The one key reason to invest in EM equities

Added 8th June 2016

A long record of poor performance may be over for EM equities, but the view is still contrarian, said Robert Secker, investment specialist on the M&G global emerging markets team.

The one key reason to invest in EM equities

“Emerging markets underperformed materially for the past 4-5 years,” said Secker at a recent FSA roundtable with Asia fund selectors. “Every other asset class gained except EM equities during that period.”

Secker, who works with the team investing in EM value stocks, believes inefficiencies in EM corporations drove five years of profitability decline. “Asset turnover -- sales over assets -- have drifted down. The mindset in many emerging market companies is that they still need to grow.”

That view prompted Michael Christo, managing director and head of IPS portfolio specialists at UBS in Hong Kong to ask: “If I could tell clients one key reason they need to buy EM equities now, what would it be? I struggle to do it.”

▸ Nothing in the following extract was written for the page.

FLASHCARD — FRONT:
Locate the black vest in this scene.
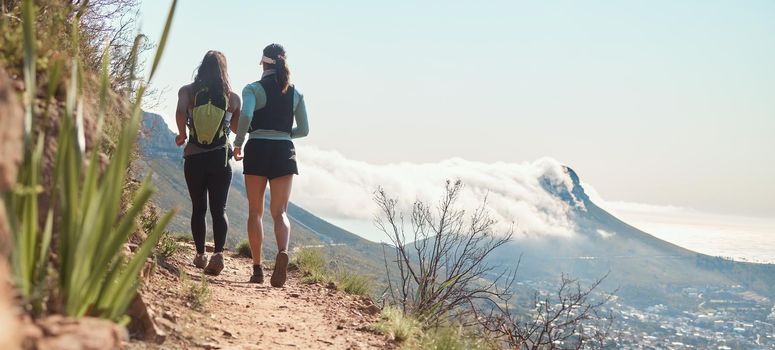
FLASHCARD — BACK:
[248,74,294,134]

Emerging markets present a valuation argument, Secker said. “It’s investing in an asset that everyone else has applied bad news to. Great companies have been sold off because whole sectors tend to go down together, like the oil sector, where everything oil-related sold off by nearly the same amount. When everything moves together, it’s a great opportunity to cherry pick and we’re getting that in EM today."

Changing mindset

Although EM equities remains a contrarian view, Secker believes EM corporates have become more shareholder-friendly over the last few years. Companies are cutting back on capital expenditure and management pay is increasingly linked to share price, he said.

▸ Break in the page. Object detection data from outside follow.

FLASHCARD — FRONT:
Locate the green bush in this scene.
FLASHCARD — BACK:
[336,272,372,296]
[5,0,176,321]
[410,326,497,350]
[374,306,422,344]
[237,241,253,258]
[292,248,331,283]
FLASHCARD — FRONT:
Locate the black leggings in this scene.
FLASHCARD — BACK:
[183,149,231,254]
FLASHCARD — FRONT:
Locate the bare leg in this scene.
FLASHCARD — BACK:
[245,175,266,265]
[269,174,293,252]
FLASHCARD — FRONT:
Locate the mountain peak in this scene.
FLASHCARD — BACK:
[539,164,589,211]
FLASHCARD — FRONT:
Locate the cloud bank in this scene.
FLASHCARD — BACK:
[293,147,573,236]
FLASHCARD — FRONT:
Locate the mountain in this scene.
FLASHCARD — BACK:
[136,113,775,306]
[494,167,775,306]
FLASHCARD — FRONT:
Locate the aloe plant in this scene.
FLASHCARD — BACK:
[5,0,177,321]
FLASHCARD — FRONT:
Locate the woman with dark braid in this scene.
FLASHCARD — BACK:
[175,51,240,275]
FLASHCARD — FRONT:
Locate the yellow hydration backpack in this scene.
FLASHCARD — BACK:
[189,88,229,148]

“More management teams are being paid on profit targets rather than growth targets. Their interests are becoming more aligned with ours as EM companies generate profits rather than just growth.”

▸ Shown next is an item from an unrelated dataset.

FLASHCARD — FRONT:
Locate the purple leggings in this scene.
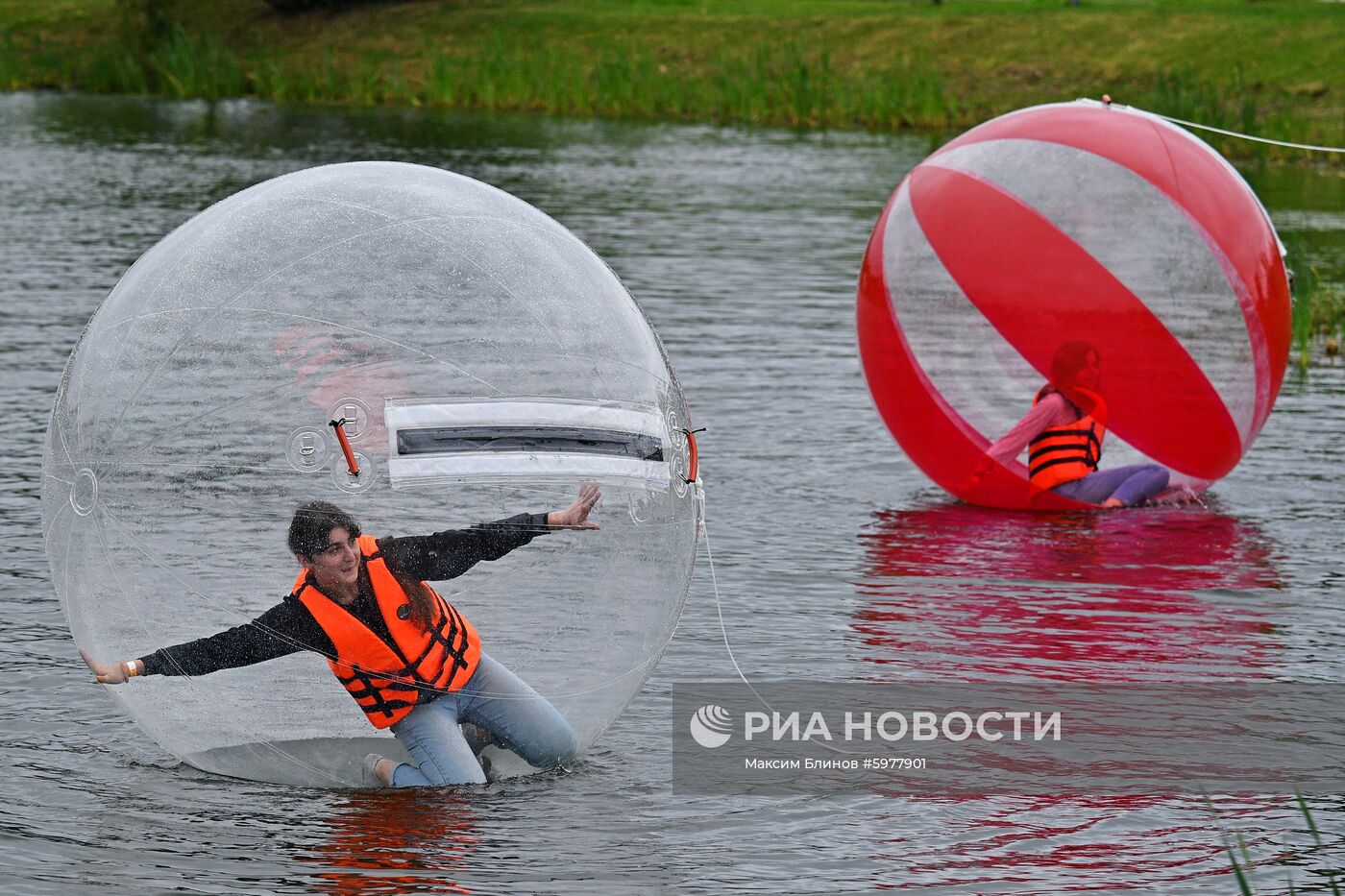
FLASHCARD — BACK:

Moreover, the risk of loan defaults has decreased over the last five years, when a large number of EM corporates tended to have US dollar-denominated debt. “That’s not the case today because very few have dollar pegs,” Secker said.

Untouchable Chinese banks

Value investing in emerging markets is sharply different than in developed markets, he said.

“In China, for example, you can’t rely on mean reversion. Many companies have terrible management practices and that’s why a cheap company will remain a cheap company. That value comes with a value trap.”

As an example, he cited Chinese banks, which are paying relatively high dividends and have low valuations. However, post-2008, the banks were directed by the state to give loans to old economy businesses, which then built capacity to take part in infrastructure projects. Supply increased while demand decreased, eroding profitability.

“Chinese banks are underpinned by the government and they were forced to lend to companies that shouldn’t be operating, keeping alive `zombie businesses’. It may not finish in a meltdown, but a big rise in bad debts is likely and there is [inadequate] provisioning for bad debts. So banks are untouchable and very cheap for a good reason.”

Still Secker believes selective undervalued EM equities are a good bet. The US market, by comparison, has been on a five-year run.

“Do you want to buy into the US equities markets, which is up 100% over the past five years or this market that’s done nothing? You sell where everyone is buying and buy where everyone is selling.”